Investigating Next Steps in Static API-Misuse Detection
Reviewed by Maliha Sultana / 2021-11-29
Keywords: Code Smells
Developers often use APIs to access data or web applications, but misuse of APIs can lead to data loss or software crashes. Although several API misuse detectors exist, most of them suffer from low precision and recall. To address this, Sven2019 proposes MUDETECT, an API misuse detector which builds on the strengths and addresses many of the weaknesses of previous detectors. It has 2X higher recall than previous detectors and 2.5X higher precision; moreover, it can work in cross-project settings and mines patterns across projects rather than from only the target project.
MUDETECT begins by encoding API usages as API-Usage Graphs to capture properties that can separate misuses from correct usages. It then applies a detection algorithm to mine and identify violating patterns, and a ranking strategy to rank true positives in order to improve precision.
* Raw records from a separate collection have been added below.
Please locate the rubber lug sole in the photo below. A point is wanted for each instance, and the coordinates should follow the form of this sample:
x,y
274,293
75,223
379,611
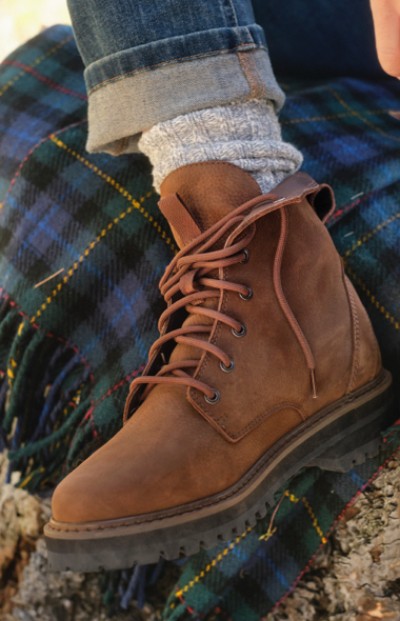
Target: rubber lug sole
x,y
338,437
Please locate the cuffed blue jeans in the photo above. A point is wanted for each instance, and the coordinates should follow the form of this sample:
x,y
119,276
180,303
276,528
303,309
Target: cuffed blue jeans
x,y
151,60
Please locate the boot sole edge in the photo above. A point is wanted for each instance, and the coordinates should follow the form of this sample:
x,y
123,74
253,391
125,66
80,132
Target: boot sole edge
x,y
348,432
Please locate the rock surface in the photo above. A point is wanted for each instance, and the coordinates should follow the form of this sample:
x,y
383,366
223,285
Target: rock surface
x,y
356,577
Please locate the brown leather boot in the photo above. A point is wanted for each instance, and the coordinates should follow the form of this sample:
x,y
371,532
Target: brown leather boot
x,y
266,363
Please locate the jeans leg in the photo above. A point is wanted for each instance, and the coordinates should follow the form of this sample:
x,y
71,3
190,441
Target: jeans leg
x,y
151,60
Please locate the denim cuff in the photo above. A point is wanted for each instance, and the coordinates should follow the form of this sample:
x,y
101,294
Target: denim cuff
x,y
129,93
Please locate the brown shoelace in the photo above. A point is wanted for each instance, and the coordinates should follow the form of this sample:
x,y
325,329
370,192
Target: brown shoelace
x,y
192,276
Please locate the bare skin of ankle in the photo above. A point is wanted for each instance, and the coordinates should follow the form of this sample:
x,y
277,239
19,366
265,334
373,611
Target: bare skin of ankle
x,y
386,14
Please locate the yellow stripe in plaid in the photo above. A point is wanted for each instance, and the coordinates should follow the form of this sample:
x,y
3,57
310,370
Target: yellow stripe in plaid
x,y
365,238
37,62
134,204
217,559
391,318
224,553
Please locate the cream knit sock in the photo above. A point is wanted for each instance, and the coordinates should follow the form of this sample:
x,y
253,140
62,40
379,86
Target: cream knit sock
x,y
246,134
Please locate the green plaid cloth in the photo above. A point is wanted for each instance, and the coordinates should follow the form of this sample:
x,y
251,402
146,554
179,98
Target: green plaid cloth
x,y
86,229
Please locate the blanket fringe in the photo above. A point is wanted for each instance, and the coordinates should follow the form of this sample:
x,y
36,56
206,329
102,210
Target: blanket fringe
x,y
44,396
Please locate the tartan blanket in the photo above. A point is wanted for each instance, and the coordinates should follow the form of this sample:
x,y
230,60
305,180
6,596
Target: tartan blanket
x,y
82,247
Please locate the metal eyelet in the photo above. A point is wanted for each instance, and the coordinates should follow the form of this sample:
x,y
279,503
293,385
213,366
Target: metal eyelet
x,y
214,399
227,369
246,255
248,295
241,332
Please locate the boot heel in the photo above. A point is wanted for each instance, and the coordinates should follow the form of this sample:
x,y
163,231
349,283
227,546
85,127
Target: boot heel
x,y
358,435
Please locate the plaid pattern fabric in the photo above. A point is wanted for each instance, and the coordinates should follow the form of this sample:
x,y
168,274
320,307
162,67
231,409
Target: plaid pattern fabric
x,y
69,347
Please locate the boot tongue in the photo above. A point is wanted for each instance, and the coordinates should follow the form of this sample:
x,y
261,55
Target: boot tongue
x,y
196,196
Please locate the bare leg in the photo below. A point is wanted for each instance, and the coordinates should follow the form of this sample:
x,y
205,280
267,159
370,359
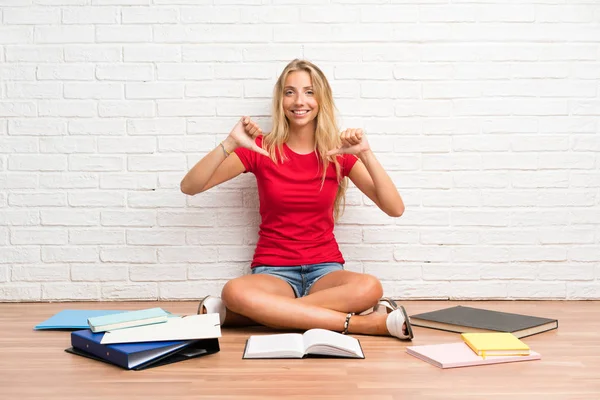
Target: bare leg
x,y
345,291
259,298
270,285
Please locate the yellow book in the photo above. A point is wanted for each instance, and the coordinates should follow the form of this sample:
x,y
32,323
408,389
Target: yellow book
x,y
495,344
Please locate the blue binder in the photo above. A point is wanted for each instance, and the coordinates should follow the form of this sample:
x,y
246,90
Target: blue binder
x,y
137,356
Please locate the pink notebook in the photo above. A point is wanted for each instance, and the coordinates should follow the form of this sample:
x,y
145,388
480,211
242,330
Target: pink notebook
x,y
452,355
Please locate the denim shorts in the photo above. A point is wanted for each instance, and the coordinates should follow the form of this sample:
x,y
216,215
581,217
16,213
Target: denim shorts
x,y
301,278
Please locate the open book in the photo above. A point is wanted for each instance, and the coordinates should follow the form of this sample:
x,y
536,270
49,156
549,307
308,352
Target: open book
x,y
314,342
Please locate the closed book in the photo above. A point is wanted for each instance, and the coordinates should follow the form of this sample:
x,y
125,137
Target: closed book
x,y
455,355
495,344
72,319
127,319
137,356
190,327
468,319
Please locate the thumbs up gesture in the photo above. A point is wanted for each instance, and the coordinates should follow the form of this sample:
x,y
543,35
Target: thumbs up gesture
x,y
244,133
353,141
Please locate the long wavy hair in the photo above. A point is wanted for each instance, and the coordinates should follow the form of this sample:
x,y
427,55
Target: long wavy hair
x,y
326,133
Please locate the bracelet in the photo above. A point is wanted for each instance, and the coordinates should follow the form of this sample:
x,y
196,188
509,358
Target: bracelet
x,y
347,323
227,153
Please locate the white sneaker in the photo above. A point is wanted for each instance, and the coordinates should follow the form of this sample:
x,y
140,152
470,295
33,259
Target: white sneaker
x,y
212,305
394,323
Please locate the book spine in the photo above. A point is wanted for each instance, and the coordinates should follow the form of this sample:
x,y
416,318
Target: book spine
x,y
100,350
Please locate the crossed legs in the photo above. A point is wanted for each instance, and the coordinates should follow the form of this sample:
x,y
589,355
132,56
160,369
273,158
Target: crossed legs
x,y
270,301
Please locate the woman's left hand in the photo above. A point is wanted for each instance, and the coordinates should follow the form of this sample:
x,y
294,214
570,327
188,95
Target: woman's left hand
x,y
353,141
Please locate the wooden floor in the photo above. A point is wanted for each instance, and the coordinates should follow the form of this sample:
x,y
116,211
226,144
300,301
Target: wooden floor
x,y
33,364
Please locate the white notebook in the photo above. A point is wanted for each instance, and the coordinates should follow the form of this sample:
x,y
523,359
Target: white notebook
x,y
314,342
201,326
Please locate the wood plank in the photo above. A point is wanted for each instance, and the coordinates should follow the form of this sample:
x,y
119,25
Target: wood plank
x,y
33,364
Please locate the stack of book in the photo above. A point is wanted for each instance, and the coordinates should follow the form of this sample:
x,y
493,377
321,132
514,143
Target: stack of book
x,y
475,349
488,337
141,339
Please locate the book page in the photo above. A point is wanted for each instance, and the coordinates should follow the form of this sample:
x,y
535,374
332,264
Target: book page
x,y
275,346
322,341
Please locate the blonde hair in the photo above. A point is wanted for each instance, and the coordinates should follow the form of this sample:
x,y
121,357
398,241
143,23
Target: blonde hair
x,y
326,133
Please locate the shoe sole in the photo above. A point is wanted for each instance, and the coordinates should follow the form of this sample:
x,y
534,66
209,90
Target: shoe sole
x,y
408,325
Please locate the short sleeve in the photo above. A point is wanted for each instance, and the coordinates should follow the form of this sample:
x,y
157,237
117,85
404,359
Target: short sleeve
x,y
347,162
248,157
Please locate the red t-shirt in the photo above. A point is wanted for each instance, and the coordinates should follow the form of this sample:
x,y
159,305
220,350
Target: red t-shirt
x,y
297,214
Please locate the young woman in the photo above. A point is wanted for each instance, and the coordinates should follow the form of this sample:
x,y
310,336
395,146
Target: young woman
x,y
301,168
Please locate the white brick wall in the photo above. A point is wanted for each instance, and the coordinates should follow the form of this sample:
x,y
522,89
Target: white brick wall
x,y
486,115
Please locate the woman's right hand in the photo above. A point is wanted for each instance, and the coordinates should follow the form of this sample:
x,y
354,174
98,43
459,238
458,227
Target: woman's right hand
x,y
244,133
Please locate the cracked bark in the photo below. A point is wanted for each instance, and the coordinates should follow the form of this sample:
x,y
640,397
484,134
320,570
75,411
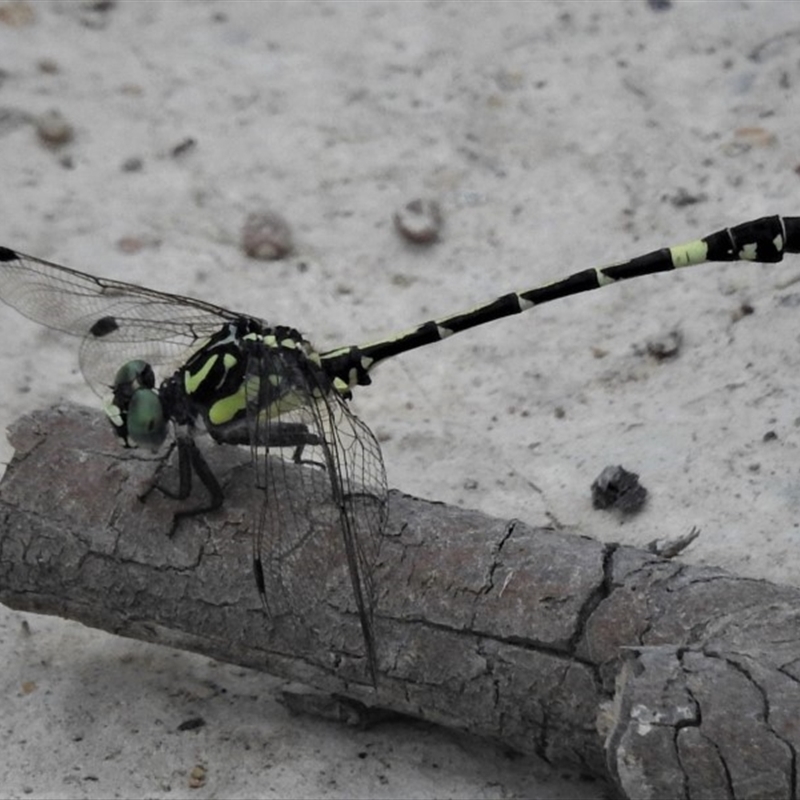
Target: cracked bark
x,y
671,680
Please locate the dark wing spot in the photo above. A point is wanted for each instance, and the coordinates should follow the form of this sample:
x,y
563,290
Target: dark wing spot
x,y
103,327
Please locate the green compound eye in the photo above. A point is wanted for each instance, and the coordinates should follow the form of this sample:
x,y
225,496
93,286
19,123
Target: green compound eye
x,y
146,424
135,374
136,411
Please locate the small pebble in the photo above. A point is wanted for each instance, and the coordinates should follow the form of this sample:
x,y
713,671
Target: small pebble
x,y
419,221
183,147
53,130
132,164
615,487
667,346
197,777
266,236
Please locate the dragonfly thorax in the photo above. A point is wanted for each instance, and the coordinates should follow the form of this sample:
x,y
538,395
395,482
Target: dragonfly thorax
x,y
245,368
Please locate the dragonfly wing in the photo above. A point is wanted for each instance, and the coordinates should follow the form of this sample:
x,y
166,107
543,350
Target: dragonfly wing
x,y
118,321
316,542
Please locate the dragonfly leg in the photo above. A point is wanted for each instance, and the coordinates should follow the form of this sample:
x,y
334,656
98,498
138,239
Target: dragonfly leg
x,y
191,460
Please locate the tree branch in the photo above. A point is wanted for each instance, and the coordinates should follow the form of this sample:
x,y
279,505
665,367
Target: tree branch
x,y
674,681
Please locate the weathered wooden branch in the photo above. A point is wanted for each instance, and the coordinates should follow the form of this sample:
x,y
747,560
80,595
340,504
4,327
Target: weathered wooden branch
x,y
674,681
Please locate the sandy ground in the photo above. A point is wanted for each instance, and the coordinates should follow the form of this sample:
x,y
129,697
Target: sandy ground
x,y
555,136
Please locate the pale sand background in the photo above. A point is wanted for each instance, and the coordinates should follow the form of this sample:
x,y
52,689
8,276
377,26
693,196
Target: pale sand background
x,y
555,135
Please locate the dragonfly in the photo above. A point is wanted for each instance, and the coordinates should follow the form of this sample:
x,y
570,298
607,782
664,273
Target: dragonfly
x,y
172,366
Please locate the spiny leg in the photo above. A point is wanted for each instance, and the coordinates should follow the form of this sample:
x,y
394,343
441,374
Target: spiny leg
x,y
190,460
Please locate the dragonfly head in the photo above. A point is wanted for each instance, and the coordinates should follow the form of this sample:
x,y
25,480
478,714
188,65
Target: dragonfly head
x,y
136,411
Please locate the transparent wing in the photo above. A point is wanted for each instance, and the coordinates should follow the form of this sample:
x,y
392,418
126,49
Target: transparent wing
x,y
324,502
117,321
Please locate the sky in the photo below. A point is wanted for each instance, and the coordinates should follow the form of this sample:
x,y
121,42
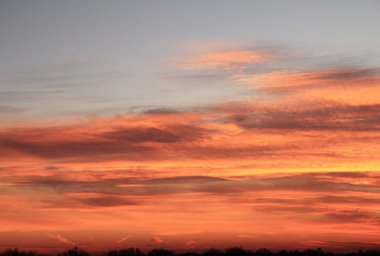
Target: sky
x,y
189,124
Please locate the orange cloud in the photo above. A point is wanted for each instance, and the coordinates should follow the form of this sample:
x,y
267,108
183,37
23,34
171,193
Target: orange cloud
x,y
225,60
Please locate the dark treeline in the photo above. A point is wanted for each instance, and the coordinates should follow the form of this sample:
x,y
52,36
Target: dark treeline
x,y
236,251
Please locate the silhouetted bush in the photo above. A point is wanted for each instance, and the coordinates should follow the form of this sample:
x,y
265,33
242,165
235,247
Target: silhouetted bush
x,y
234,251
16,252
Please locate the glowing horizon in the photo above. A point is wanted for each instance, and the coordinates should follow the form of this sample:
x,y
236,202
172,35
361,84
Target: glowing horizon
x,y
186,142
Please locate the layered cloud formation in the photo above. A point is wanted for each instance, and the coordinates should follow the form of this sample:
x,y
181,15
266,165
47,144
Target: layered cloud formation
x,y
293,162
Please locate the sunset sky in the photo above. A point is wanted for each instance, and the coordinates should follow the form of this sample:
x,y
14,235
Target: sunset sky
x,y
189,124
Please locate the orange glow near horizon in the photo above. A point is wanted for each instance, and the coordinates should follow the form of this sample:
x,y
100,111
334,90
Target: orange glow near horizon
x,y
294,166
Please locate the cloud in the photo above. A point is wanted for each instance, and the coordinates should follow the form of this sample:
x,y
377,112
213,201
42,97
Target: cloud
x,y
224,60
61,239
123,239
157,240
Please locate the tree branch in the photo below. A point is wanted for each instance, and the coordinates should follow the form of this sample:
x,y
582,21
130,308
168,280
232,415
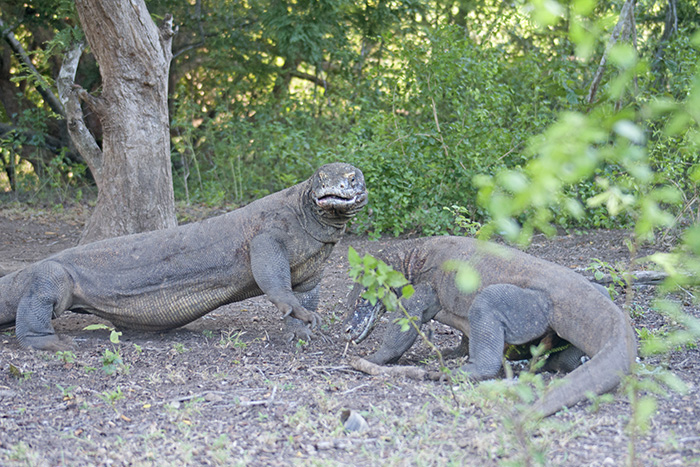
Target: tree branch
x,y
42,85
69,94
626,16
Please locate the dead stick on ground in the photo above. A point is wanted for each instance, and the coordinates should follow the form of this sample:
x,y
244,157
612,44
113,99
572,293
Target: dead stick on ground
x,y
373,369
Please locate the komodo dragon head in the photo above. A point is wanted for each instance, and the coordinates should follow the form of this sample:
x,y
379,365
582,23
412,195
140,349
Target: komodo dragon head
x,y
360,322
338,190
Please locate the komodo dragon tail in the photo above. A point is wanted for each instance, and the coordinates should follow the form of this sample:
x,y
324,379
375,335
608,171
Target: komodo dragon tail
x,y
9,298
601,374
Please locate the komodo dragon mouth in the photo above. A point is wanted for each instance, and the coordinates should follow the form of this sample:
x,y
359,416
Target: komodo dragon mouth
x,y
363,319
340,188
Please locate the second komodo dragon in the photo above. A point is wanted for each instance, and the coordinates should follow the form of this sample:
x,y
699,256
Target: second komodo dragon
x,y
277,246
520,299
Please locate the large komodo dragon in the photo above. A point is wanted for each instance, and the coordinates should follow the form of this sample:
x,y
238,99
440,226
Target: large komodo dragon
x,y
520,299
159,280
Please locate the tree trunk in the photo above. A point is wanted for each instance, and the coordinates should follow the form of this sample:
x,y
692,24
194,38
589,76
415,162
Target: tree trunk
x,y
135,191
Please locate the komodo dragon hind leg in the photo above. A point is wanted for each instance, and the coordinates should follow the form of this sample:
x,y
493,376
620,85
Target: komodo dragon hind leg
x,y
48,296
462,350
502,313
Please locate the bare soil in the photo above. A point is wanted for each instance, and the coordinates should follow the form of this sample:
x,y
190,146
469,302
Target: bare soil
x,y
227,390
MUDETECT was evaluated by comparing it four other API misuse detection tools (JADET, GROUMINER, TIKANGA, and DMMC) and out-performed them all with recall of 20.9%, and precision of 21.9% in a typical setting. More impressively, MUDETECT's recall and precision reached 42.2% and 33.0% in cross-project settings. Just as linting source code for style violations and common problems is now routine, this work holds out hope that checking APIs will be equally routine.
Sven2019 Amann Sven, Hoan Anh Nguyen, Sarah Nadi, Tien N. Nguyen, and Mira Mezini: "Investigating Next Steps in Static API-Misuse Detection". Proc. International Conference on Mining Software Repositories (MSR), 2019, 10.1109/msr.2019.00053.
Application Programming Interfaces (APIs) often impose constraints such as call order or preconditions. API misuses, i.e., usages violating these constraints, may cause software crashes, data-loss, and vulnerabilities. Researchers developed several approaches to detect API misuses, typically still resulting in low recall and precision. In this work, we investigate ways to improve API-misuse detection. We design MUDetect, an API-misuse detector that builds on the strengths of existing detectors and tries to mitigate their weaknesses. MUDetect uses a new graph representation of API usages that captures different types of API misuses and a systematically designed ranking strategy that effectively improves precision. Evaluation shows that MUDetect identifies real-world API misuses with twice the recall of previous detectors and 2.5x higher precision. It even achieves almost 4x higher precision and recall, when mining patterns across projects, rather than from only the target project.